There is a third thing lurking here. Beyond the St. Cuthbert Gospel and the current anthology of studies on the St. Cuthbert Gospel are the many replica models. The St. Cuthbert Gospel is an irresistible exemplar and a popular project for hand bookbinders. I did see the original of the “Stonyhurst College” Gospel through the glare of the glass display case in London, 1980. I have also handled various replicas of the binding. Memorable was the replica by Martha Little made in the workshop of Roger Powell. Martha’s model included the detached board. Other models known to me include one by Bill Anthony and another by Mark Esser now in the University of Iowa Book Model Collection. I will be very curious to look at these again as soon as I complete my own models of the St. Cuthbert Gospel.
The venerable Gospel is breeding its own replicas. These replicas all commemorate a book craft challenge and the extreme rareness of any surviving early book exemplar. Models of the St. Cuthbert Gospel must also commemorate the early books that have not survived. These lost books were the endless civilian causalities of conflict and dire, destructive interventions. These lost books haunt the one surviving St. Cuthbert Gospel and its melancholy recreations.
 Quote citation, p.14, St. Cuthbert Gospel, 2015. A material explanation lurking behind the shape of papyrus, parchment and paper books is the half-square bi-folio cut from the papyrus roll commodity yielding the half-square, elongated book of late Antiquity, the parchment bi-folio cut-out that produces the squat Mediaeval book shape and the ergonomic of the hand paper mold yielding a rectangular book shape.
 The impression matrix described by Nicholas Pickwoad used through leather to counter- form underlying clay is associated with other the Anglo-Saxon use of matrix debossing of metal foils. The issue of the distinction of a positive or negative (read-right vs. read wrong) matrix, hard pressing negative areas or hard debossing of positive areas is not discussed. See St. Cuthbert Gospel, (2015), pp.53-55.
 The St. Cuthbert Gospel, 2015, p.58.
 Breay, Claire and Meehan Bernard, editors, The St.

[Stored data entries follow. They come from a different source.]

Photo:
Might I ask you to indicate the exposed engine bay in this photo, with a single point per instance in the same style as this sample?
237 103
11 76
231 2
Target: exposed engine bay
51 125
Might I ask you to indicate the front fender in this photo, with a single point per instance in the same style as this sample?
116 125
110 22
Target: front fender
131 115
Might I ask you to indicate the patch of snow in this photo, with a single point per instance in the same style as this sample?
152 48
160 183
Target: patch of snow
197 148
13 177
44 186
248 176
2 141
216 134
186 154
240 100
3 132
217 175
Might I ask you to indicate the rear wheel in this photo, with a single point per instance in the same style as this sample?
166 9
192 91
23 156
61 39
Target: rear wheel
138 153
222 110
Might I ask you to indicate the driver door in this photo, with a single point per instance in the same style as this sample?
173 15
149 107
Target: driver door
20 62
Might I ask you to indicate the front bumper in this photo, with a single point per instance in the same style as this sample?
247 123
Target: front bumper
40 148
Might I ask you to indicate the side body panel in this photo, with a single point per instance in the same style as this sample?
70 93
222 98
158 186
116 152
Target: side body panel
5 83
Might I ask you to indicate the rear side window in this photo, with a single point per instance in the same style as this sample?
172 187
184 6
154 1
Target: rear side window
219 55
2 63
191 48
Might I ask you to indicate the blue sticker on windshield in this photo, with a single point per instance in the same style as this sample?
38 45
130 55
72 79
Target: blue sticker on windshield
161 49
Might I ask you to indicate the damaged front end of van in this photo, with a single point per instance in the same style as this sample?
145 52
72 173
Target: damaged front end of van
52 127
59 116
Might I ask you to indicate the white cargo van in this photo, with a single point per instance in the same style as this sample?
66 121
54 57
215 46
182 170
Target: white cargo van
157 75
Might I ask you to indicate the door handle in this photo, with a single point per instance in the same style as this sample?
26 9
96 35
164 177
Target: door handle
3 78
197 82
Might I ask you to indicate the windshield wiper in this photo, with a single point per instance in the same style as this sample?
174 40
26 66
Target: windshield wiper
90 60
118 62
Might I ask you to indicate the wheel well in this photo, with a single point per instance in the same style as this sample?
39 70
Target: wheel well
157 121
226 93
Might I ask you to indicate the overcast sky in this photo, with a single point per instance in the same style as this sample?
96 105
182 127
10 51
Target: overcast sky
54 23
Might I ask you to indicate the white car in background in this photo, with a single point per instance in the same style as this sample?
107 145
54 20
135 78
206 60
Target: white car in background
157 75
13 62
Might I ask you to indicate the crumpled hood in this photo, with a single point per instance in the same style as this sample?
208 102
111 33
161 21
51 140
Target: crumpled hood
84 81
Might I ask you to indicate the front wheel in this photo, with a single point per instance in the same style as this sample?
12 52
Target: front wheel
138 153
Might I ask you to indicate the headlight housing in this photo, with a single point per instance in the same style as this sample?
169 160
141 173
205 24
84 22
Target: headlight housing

Cuthbert Gospel, Studies on the Insular Manuscript of the Gospel of John, The British Library, London, 2015. Before this publication hand bookbinders referred to the Roxburghe Club publication; Brown, Julian B., The Stonyhurst Gospel of St. John, 1969, with a chapter on the technical description of the binding by Roger Powell and Peter Waters.
 The “right vs. left” cover boards may be a UK art history convention that are ambivalent when considering the handled three-dimensional George Stout described object.
 Michael Burke taught a workshop in which the students make a St. Cuthbert Gospel binding replica. He credits notes from Martha Little who also taught a workshop at PBI in 1994.